Side Quest 4: Opencode and vLLM
I did not know what it would take to get Opencode and vLLM to play nice with each other. I will keep this brief for you, but this did take a couple of hours trying to figure out what the hell I was doing. The key things needed were the following settings in vllm and the opencode config.
--tool-call-parser mistral--tokenizer_mode mistral--enable-auto-tool-choice--chat-template-content-format string
Full command used:
export MODEL_PATH='mistralai/Devstral-Small-2-24B-Instruct-2512'
vllm serve $MODEL_PATH \
--host 0.0.0.0 \
--port 8000 \
--max-model-len 150000 \
--tensor-parallel-size 2 \
--gpu-memory-utilization 0.90 \
--max-num-seqs 1 \
--dtype auto \
--tool-call-parser mistral \
--enable-auto-tool-choice \
--chat-template-content-format string \
--tokenizer_mode mistral \
--trust-remote-code \
--skip-mm-profiling \
--limit-mm-per-prompt '{"image": 2}'
rocm/vllm-dev:rocm7.2_navi_ubuntu24.04_py3.12_pytorch_2.9_vllm_0.14.0rc0
Full Opencode json config:
"$schema": "https://opencode.ai/config.json",
"tools": {
"bash": true,
"edit": true,
"write": true,
"read": true,
"grep": true,
"glob": true,
"list": true,
"lsp": true,
"patch": true,
"skill": true,
"todowrite": true,
"todoread": true,
"webfetch": true
},
"provider": {
"warpspace-vllm": {
"npm": "@ai-sdk/openai-compatible",
"name": "vLLM (Warpspace)",
"options": {
"baseURL": "http://10.0.1.141:8000/v1",
"apiKey": "shouldnotmatteri",
"supportsStreaming": false,
},
"models": {
"mistralai/Devstral-Small-2-24B-Instruct-2512": {
"name": "mistralai/Devstral-Small-2-24B-Instruct-2512",
"capabilities": {
"tools": true
}
}
}
}
}
}
Let’s Put a Bow on This Llama
Thank you for sticking it out until the end.

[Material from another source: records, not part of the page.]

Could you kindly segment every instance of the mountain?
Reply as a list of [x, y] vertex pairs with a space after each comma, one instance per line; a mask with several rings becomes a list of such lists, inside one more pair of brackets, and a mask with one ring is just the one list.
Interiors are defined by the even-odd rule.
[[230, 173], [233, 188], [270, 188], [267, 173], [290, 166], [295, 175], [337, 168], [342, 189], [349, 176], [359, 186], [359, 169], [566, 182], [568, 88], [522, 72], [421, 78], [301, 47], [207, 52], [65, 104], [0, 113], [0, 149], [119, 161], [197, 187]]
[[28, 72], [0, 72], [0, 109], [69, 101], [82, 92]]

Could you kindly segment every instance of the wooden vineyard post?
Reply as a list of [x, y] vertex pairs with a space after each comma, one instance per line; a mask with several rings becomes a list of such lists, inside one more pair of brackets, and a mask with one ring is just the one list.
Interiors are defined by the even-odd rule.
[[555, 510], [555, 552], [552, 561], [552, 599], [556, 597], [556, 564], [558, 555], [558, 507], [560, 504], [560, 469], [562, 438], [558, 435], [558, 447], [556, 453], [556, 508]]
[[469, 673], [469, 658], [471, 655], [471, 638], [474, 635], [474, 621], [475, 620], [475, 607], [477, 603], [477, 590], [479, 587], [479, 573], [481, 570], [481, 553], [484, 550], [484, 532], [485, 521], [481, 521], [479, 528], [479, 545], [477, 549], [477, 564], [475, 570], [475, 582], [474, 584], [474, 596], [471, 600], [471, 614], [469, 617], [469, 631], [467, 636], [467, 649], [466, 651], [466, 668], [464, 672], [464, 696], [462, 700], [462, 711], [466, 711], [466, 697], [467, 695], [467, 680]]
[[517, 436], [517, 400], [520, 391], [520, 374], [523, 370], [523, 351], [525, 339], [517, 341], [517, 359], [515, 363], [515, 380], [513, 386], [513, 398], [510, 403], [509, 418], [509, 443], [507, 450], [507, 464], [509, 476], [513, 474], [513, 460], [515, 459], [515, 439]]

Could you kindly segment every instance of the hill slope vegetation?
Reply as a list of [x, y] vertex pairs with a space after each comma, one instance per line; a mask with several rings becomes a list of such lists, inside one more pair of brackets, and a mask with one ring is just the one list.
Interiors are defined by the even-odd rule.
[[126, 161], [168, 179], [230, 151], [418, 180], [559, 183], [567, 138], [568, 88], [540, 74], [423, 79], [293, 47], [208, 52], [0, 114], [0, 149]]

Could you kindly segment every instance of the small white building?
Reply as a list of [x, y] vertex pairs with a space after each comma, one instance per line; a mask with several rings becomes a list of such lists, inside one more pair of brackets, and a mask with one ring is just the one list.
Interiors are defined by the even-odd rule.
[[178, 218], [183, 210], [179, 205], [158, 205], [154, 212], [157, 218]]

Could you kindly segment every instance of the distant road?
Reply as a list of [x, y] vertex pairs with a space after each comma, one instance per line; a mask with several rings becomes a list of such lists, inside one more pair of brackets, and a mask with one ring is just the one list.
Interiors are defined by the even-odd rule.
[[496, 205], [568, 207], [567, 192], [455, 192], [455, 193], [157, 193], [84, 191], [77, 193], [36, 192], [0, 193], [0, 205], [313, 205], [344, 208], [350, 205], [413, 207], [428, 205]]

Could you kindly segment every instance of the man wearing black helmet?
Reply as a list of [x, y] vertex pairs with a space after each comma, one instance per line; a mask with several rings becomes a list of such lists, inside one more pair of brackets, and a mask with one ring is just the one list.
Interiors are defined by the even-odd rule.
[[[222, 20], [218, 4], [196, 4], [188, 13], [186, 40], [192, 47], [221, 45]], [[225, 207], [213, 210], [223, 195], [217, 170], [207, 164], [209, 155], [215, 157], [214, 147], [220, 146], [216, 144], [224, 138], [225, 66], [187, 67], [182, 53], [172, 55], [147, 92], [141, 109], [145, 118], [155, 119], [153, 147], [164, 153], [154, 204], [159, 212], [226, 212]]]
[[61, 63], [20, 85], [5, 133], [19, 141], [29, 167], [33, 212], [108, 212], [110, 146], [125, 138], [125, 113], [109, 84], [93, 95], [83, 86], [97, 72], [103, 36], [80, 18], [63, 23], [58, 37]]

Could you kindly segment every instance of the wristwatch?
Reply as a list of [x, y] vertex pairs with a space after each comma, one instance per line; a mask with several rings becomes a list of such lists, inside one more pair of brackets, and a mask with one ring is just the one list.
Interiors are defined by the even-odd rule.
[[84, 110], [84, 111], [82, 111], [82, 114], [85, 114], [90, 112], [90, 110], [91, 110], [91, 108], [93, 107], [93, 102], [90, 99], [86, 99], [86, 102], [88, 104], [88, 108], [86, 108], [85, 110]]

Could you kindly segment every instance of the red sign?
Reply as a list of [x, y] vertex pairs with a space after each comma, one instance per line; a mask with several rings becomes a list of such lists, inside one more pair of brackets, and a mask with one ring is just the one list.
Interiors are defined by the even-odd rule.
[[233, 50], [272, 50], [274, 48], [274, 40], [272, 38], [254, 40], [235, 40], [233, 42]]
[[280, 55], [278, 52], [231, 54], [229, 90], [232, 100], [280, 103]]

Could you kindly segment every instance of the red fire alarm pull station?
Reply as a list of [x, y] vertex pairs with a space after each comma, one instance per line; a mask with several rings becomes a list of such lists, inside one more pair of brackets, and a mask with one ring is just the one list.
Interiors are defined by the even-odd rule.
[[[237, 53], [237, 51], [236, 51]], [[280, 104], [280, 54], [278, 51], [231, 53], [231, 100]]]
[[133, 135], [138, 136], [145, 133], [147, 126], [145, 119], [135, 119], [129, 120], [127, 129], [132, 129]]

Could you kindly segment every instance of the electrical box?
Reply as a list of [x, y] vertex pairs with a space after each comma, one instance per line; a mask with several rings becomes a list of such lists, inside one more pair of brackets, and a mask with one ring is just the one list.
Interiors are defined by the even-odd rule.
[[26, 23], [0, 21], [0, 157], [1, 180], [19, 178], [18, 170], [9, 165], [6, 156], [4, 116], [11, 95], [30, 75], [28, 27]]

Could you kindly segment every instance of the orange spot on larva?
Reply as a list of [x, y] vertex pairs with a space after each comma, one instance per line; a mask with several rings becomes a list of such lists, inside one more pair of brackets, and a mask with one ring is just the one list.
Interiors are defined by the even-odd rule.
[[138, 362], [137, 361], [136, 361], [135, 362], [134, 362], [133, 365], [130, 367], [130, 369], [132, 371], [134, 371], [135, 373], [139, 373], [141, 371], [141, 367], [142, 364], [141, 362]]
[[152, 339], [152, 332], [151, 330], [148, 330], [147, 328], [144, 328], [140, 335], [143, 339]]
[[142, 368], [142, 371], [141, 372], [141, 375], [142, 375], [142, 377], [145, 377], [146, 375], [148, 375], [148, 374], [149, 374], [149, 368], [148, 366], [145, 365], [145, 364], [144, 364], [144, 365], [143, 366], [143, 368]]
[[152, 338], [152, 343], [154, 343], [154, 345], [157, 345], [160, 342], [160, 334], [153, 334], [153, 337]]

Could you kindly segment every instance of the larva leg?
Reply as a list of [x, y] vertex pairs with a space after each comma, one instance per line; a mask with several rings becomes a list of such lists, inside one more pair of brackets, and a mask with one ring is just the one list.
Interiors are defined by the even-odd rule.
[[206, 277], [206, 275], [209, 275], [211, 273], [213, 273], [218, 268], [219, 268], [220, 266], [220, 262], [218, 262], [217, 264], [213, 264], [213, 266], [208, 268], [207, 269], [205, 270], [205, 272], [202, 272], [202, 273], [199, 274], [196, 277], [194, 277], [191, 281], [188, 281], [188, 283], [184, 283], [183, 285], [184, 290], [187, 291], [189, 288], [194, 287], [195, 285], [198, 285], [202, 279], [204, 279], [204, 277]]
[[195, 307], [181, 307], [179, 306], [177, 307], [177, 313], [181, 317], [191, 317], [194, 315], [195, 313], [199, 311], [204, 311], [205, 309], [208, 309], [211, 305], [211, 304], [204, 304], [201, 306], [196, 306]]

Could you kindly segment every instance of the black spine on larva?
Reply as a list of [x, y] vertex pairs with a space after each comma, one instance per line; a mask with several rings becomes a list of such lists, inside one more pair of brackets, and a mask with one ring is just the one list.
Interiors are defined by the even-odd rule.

I stand by my statement that choosing AMD is choosing hard mode for AI. If you want something that "just works" and you have the money, just buy Nvidia or a Mac M4 Studio. For me though, this friction is what's necessary for me to learn. I'm not an expert when it comes to AI, even though I pretend to be when at work most days, but these past few weeks have demystified gen-ai for me. If you have any questions you either already know me, or you can @androiddrew on the AMD Developer Community Discord.